Телячьи вагоны были в самом деле оборудованы под длительное жилье. В них, двухосных, были устроены вдоль стен из неоструганых досок нары и, что самое главное, – вот что значит настоящая забота о человеке! – поперек двери в специальные скобы были вдеты довольно солидные, тоже неструганые, бруски из свежей сосны, источающей запах ароматной смолы. На такой брус в пути при открытой двери можно было облокотиться, чтобы не выпасть из вагона. Помогал он и при посадке на ходу поезда. За него, встав ногой на подножку, можно было ухватиться рукой.
Нары были голые. Ни сена на них, ни соломы. И после первой же ночи наши “бравые воины” начали кряхтеть и стонать. Их локти, колени и бока оказались нашпигованными мелкими занозами, которые вызывали боль и зуд. На остановках поезда мы вынуждены были, вооружившись иголками, выковыривать их из собственного тела.
На одном полустанке, неподалеку от насыпи, я нашел кусок старого брезента, отмял его от грязи и приволок в вагон. Проблема подстилки для меня и брата была решена.
Наш путь к месту назначения длился более месяца. Если бы я приехал в Москву, был бы москвичом, в Ленинград – ленинградцем. Но поезд привез меня на станцию Абезь, а там почти все шутя называли себя абезьянами да вдобавок еще и комиками, потому что поселок находился в центре далекой Коми АССР.

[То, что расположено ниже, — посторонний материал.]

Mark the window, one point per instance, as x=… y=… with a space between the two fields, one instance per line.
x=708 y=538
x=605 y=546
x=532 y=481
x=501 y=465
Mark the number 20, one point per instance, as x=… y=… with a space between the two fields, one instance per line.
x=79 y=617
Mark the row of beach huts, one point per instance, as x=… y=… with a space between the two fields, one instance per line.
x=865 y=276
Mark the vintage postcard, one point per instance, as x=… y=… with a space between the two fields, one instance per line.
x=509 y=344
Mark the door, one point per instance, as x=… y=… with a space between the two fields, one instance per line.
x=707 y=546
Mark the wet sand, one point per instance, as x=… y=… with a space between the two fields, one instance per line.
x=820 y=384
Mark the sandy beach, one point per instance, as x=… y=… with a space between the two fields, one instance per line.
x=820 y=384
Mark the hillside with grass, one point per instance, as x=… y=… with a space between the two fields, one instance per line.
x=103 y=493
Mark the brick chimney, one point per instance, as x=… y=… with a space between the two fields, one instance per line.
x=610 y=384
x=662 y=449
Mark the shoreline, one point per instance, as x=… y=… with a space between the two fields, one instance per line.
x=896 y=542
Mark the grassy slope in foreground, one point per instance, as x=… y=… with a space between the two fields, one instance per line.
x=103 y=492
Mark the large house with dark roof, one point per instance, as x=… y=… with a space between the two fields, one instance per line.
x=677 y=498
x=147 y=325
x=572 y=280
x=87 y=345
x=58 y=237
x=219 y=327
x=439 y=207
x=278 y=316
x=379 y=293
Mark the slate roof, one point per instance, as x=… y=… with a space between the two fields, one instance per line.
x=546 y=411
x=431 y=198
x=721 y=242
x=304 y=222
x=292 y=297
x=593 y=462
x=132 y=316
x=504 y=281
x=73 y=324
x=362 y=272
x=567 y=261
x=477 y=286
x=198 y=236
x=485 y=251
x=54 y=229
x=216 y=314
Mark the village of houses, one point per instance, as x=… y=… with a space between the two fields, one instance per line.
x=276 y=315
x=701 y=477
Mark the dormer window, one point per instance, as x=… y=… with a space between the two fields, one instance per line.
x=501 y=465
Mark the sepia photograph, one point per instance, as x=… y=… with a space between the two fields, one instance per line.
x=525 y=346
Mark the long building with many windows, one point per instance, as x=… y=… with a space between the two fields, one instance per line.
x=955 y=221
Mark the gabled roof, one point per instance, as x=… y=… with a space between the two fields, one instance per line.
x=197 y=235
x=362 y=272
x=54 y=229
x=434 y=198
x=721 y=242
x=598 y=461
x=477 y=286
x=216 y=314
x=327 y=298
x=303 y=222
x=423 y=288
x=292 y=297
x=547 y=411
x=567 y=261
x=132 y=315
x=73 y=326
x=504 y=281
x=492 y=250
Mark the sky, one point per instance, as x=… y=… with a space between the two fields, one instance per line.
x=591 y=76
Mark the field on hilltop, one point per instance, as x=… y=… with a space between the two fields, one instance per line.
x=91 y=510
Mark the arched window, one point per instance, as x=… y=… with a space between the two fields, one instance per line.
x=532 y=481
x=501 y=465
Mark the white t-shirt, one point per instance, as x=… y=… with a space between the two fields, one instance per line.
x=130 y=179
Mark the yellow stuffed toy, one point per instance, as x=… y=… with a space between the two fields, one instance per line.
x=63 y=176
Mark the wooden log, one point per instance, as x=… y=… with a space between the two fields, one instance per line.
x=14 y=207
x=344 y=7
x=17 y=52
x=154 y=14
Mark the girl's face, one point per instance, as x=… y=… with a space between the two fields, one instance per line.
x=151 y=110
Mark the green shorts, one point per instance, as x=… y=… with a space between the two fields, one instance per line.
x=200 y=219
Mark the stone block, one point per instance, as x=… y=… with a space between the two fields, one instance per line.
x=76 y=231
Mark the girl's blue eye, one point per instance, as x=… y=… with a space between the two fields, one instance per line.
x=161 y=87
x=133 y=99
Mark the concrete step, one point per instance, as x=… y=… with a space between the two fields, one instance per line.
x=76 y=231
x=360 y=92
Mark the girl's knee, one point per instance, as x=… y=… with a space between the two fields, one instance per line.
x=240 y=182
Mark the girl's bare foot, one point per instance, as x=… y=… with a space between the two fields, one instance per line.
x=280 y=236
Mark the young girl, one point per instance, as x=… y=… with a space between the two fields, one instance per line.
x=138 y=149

Если говорить откровенно, была бы моя воля, эта самая республика Коми никогда, ни при каких обстоятельствах не видела бы меня на своей обширной северной территории площадью в 404 тысячи квадратных километров.
Я видел пустыню Гоби, маньчжурские сопки и забайкальские степи, а теперь вижу эту серую тундровую однообразность и мысленно отмечаю про себя, что лучше мест, чем в нашем сибирском краю, в нашем Приангарье с его таежным безбрежьем, быстрыми холодными реками, просторными заливными лугами нет.
По приезде в Абезь в моем мозгу застряла еще такая мысль: зачем наш батальон гнали сюда из забайкальской дали, через всю Восточную и Западную Сибирь? Неужели мы, сибиряки, в самом деле в чем-то особенные, отличимы какими-то данными от парней, что живут в близлежащих к Коми АССР местностях? Ерунда все это. Скорее всего, нас, после отправки японцев домой, просто некуда было девать. Армию до опасной черты сокращать нельзя, а занять нас чем-то было непременно нужно.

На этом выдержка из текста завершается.